Calcium and Magnesium
Calcium--the most prevalent mineral in the body--aids in bone health, muscle contraction, secretion of enzymes and hormones. It also supports blood vessel health. Magnesium is the fourth-most abundant mineral in the body, found predominantly in bones, organs and body tissues. Magnesium aids in muscle and nerve function, helps regulate a healthy heartbeat, supports a healthy immune system and contributes to bone strength. The UMMC recommends 1,500mg per day of calcium, along with 750mg per day of magnesium as a helpful tool toward repairing connective tissues and muscles in people with tendinitis.

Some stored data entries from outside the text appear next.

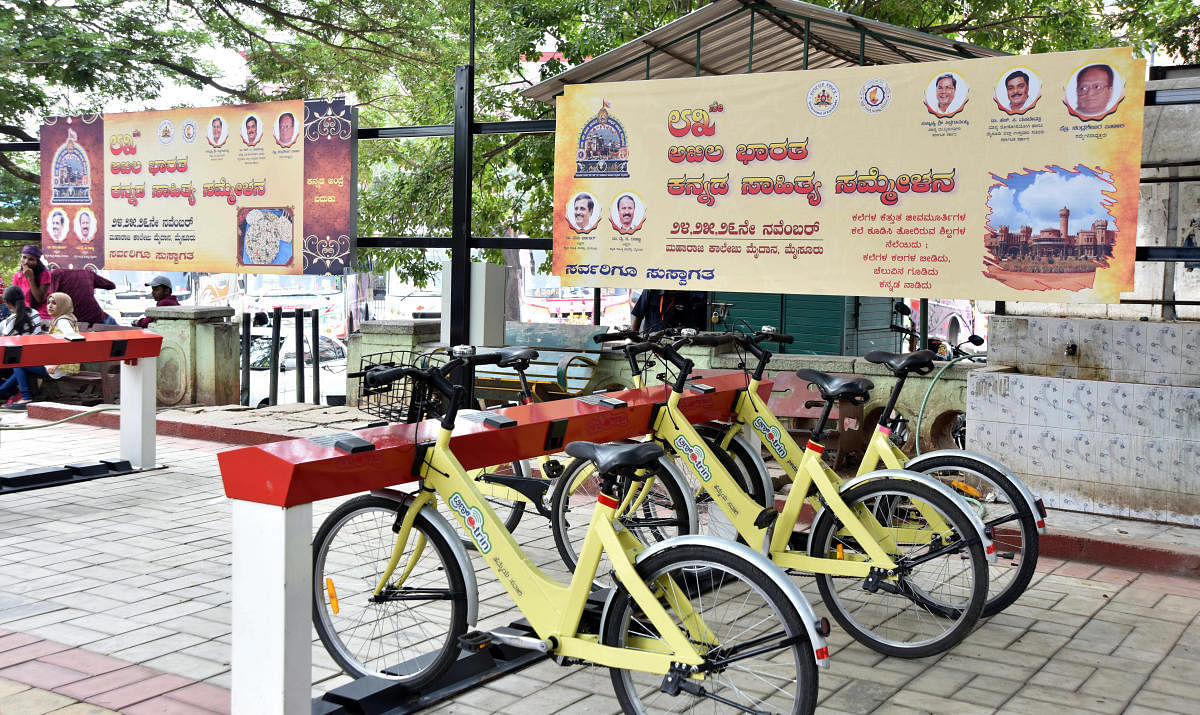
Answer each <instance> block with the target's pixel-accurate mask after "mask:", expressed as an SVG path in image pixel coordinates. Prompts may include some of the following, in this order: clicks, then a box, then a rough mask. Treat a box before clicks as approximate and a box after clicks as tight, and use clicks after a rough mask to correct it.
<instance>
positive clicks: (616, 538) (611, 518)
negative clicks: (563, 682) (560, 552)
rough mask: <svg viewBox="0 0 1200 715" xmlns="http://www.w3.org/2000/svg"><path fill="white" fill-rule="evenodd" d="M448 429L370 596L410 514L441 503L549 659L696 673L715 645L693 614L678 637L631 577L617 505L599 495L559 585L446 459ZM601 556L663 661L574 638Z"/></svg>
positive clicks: (466, 480) (668, 616)
mask: <svg viewBox="0 0 1200 715" xmlns="http://www.w3.org/2000/svg"><path fill="white" fill-rule="evenodd" d="M450 433H451V431H450V429H446V428H445V427H442V429H440V432H439V434H438V438H437V441H436V443H434V444H433V445H432V446H430V447H428V449H427V450H426V452H425V458H424V461H422V464H421V470H420V474H421V480H422V481H421V489H420V492H419V493H418V495H416V498H415V500H414V501H413V503H412V504H409V506H408V511H407V512H406V515H404V519H403V521H402V523H401V528H400V531H398V533H397V535H396V547H395V549H394V553H392V557H391V559H390V560H389V563H388V566H386V569H385V570H384V573H383V576H382V577H380V581H379V585H378V588H377V593H379V591H382V590H383V588H384V587H385V585H388V584H389V583H391V582H392V576H394V573H395V571H396V567H397V566H398V561H400V555H401V554H402V553H403V551H404V546H406V545H407V543H408V540H409V535H410V530H412V524H413V521H414V519H415V518H416V512H418V511H419V510H420V509H421V507H424V506H425V505H427V504H431V503H432V500H433V499H434V498H440V499H443V500H444V501H445V503H446V504H448V505H449V506H450V511H451V512H454V515H455V518H456V519H457V521H458V524H460V527H461V528H462V529H463V530H464V531H466V533H467V534H469V535H470V537H472V540H473V541H474V542H475V547H476V549H478V551H479V553H480V554H481V555H482V557H484V560H486V561H487V564H488V566H491V569H492V571H493V572H494V573H496V575H497V576H498V577H499V581H500V583H502V584H504V588H505V589H506V590H508V591H509V595H511V596H512V600H514V601H515V602H516V605H517V608H520V609H521V612H522V614H524V617H526V618H527V619H528V620H529V624H530V625H532V626H533V629H534V631H535V632H536V633H538V637H539V638H541V639H542V641H546V642H548V644H550V650H551V651H552V653H553V654H556V655H560V656H565V657H574V659H581V660H586V661H589V662H593V663H595V665H600V666H608V667H619V668H626V669H635V671H643V672H648V673H656V674H666V673H667V672H668V671H670V669H671V667H672V665H673V663H685V665H691V666H698V665H702V663H703V662H704V660H703V653H702V650H700V648H701V647H703V645H706V644H709V645H712V644H715V643H716V639H715V637H714V636H713V633H712V632H709V630H708V627H707V626H706V625H704V624H703V621H702V620H701V619H700V618H697V615H696V614H695V612H690V613H685V612H679V618H680V620H682V621H684V623H685V624H686V627H688V632H686V633H684V632H683V631H680V630H679V627H677V626H676V625H674V623H673V620H672V618H671V615H670V614H667V612H666V609H665V608H664V606H662V603H661V601H660V600H659V597H656V596H655V594H654V593H653V591H652V589H650V585H648V584H647V583H646V582H643V581H642V578H641V576H638V573H637V570H636V566H635V558H636V555H637V554H638V553H641V552H642V551H643V549H644V548H646V547H644V546H643V545H642V543H641V542H640V541H637V539H636V537H634V536H632V535H631V534H629V533H628V531H625V530H624V529H618V528H617V527H616V525H614V521H616V515H617V506H618V505H617V501H616V499H613V498H611V497H607V495H605V494H601V495H600V498H599V504H598V506H596V509H595V510H594V512H593V518H592V524H590V528H589V530H588V534H587V536H586V537H584V542H583V548H582V551H581V554H580V563H578V565H577V567H576V570H575V573H574V576H572V577H571V582H570V583H569V584H566V585H564V584H562V583H560V582H558V581H554V579H553V578H551V577H550V576H547V575H546V573H545V572H544V571H542V570H541V569H539V567H538V566H536V565H535V564H534V563H533V561H532V560H530V559H529V557H527V555H526V554H524V552H523V549H522V548H521V546H520V545H518V543H517V542H516V540H515V539H514V537H512V534H510V533H509V530H508V529H505V528H504V524H503V522H500V521H499V518H497V516H496V512H494V511H493V510H492V507H491V506H490V505H488V503H487V500H486V499H485V498H484V495H482V494H481V493H480V491H479V489H478V488H476V487H475V482H474V480H472V479H470V477H469V476H468V474H467V471H466V470H464V469H463V467H462V464H460V463H458V459H457V458H456V457H455V456H454V453H452V452H451V451H450ZM431 489H432V491H431ZM434 493H436V494H437V495H436V497H434ZM424 547H425V545H424V543H421V542H420V541H419V542H418V543H416V545H414V555H413V557H412V559H410V563H409V564H408V565H406V567H404V570H403V571H402V572H401V575H400V577H398V579H400V581H401V582H402V581H403V579H404V578H407V576H408V572H409V570H410V569H412V564H413V563H415V560H416V557H418V555H419V551H420V549H421V548H424ZM605 552H607V554H608V559H610V561H611V563H612V566H613V570H614V571H616V572H617V577H618V579H619V581H620V583H622V585H623V587H624V588H625V589H626V590H628V591H629V594H630V596H631V597H632V599H634V601H635V602H636V603H637V605H638V606H640V607H641V608H642V612H643V613H644V614H646V617H647V618H649V620H650V621H652V623H653V625H654V627H655V629H656V631H658V632H659V633H660V635H661V637H662V639H664V641H665V643H666V647H667V648H668V649H670V653H664V651H662V650H661V645H656V644H652V643H642V644H641V647H640V648H637V649H635V648H618V647H612V645H602V644H600V642H599V636H598V635H592V633H578V626H580V621H581V619H582V615H583V608H584V606H586V603H587V599H588V595H589V594H590V591H592V582H593V579H594V578H595V572H596V567H598V565H599V563H600V558H601V554H602V553H605ZM394 585H395V584H394ZM654 588H655V589H656V590H659V591H660V593H662V591H665V593H666V594H667V597H670V594H671V593H673V591H674V593H677V585H676V584H674V582H673V581H671V579H670V578H662V579H660V581H658V582H655V583H654ZM671 602H672V603H677V605H678V606H682V607H683V608H690V606H689V603H690V601H689V599H686V597H683V596H682V594H679V597H677V599H672V600H671ZM678 606H677V607H678ZM654 650H658V651H656V653H655V651H654ZM706 650H707V649H706Z"/></svg>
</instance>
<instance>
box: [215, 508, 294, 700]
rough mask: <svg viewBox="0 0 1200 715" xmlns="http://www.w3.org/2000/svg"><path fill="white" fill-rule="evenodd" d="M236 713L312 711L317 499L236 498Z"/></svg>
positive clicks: (235, 536) (233, 695)
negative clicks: (253, 498) (312, 676)
mask: <svg viewBox="0 0 1200 715" xmlns="http://www.w3.org/2000/svg"><path fill="white" fill-rule="evenodd" d="M232 503H233V711H234V713H254V715H292V714H295V713H308V711H311V710H312V696H311V693H312V624H311V620H310V618H311V614H312V606H311V599H312V596H311V589H310V582H311V579H312V558H311V554H310V551H308V545H310V542H311V541H312V504H301V505H299V506H292V507H282V506H271V505H268V504H257V503H254V501H242V500H240V499H233V500H232Z"/></svg>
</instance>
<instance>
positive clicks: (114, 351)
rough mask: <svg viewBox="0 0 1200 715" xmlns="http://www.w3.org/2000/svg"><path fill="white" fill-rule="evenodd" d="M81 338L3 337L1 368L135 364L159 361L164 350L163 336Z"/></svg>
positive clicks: (125, 331) (44, 336)
mask: <svg viewBox="0 0 1200 715" xmlns="http://www.w3.org/2000/svg"><path fill="white" fill-rule="evenodd" d="M80 335H83V338H84V340H82V341H68V340H66V338H61V337H58V336H54V335H20V336H10V337H0V353H2V358H0V367H31V366H35V365H60V363H64V362H104V361H106V360H136V359H138V358H156V356H157V355H158V352H160V350H161V349H162V336H161V335H157V334H154V332H149V331H146V330H104V331H101V332H84V334H80Z"/></svg>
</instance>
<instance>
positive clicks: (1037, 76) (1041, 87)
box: [994, 67, 1042, 115]
mask: <svg viewBox="0 0 1200 715" xmlns="http://www.w3.org/2000/svg"><path fill="white" fill-rule="evenodd" d="M994 98H995V100H996V107H998V108H1000V110H1001V112H1003V113H1004V114H1014V115H1015V114H1025V113H1026V112H1028V110H1030V109H1033V108H1034V107H1037V104H1038V101H1039V100H1040V98H1042V80H1040V79H1039V78H1038V76H1037V74H1036V73H1034V72H1033V70H1030V68H1028V67H1012V68H1009V70H1006V71H1004V73H1003V74H1001V76H1000V80H998V82H997V83H996V95H995V97H994Z"/></svg>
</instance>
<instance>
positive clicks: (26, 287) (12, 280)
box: [12, 211, 66, 320]
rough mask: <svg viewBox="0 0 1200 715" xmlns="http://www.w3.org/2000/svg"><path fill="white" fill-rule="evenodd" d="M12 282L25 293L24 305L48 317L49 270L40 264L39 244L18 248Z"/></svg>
mask: <svg viewBox="0 0 1200 715" xmlns="http://www.w3.org/2000/svg"><path fill="white" fill-rule="evenodd" d="M60 214H61V211H60ZM64 216H65V215H64ZM65 221H66V218H64V222H65ZM12 284H13V286H18V287H19V288H20V290H22V293H24V294H25V305H28V306H29V307H31V308H34V310H36V311H37V314H38V316H41V317H42V318H44V319H46V320H49V319H50V311H49V308H47V307H46V299H47V298H48V296H49V295H50V293H52V290H50V271H49V269H47V268H46V266H44V265H42V247H41V246H38V245H37V244H26V245H25V246H24V247H23V248H22V250H20V263H19V264H17V272H16V274H13V275H12Z"/></svg>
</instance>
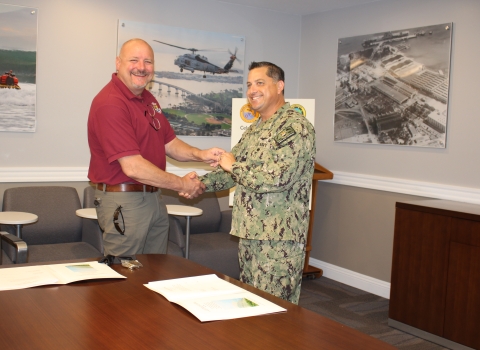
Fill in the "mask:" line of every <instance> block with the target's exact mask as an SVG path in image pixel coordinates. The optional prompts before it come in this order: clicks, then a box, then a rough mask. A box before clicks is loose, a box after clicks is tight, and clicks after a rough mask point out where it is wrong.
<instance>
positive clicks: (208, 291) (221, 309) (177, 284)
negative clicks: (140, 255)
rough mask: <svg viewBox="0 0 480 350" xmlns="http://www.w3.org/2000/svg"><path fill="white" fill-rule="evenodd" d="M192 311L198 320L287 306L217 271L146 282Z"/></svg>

In addition to supplementation, dairy products, salmon and fortified breads and cereals provide valuable amounts of calcium. Valuable food sources of magnesium include halibut, almonds, cashews, soybeans, spinach, potatoes and fortified breads and cereals. Keep in mind that vitamin D is required for proper calcium absorption. Vitamin D is created in the body in response to sun exposure and is prevalent in milk, eggs, cheese, cod liver oil and fortified breads and cereals.
Omega-3 Fatty Acids
Omega-3 fatty acids are essential fats the body must acquire through diet. Omega-3 fats promote heart health, reduce risk of irregular heartbeat (arrythmias) and are known to reduce inflammation associated with tendinitis. The American Heart Association recommends at least 6 oz. fatty fish, such as salmon, tuna or mackerel, weekly as a means of reaping benefits of omega-3 fatty acids and improving overall health. The equivalent amount, 7g to 11g per week, can be reaped from omega-3 supplements. Most omega-3 supplements come in the form of fish oil and provide 1,000mg (1g) per serving. Usual dosage involves one capsule, twice daily. Omega-3 supplements can interact with other medications. For best results, seek approval and guidance from your doctor before incorporating omega-3 supplements into your dietary lifestyle.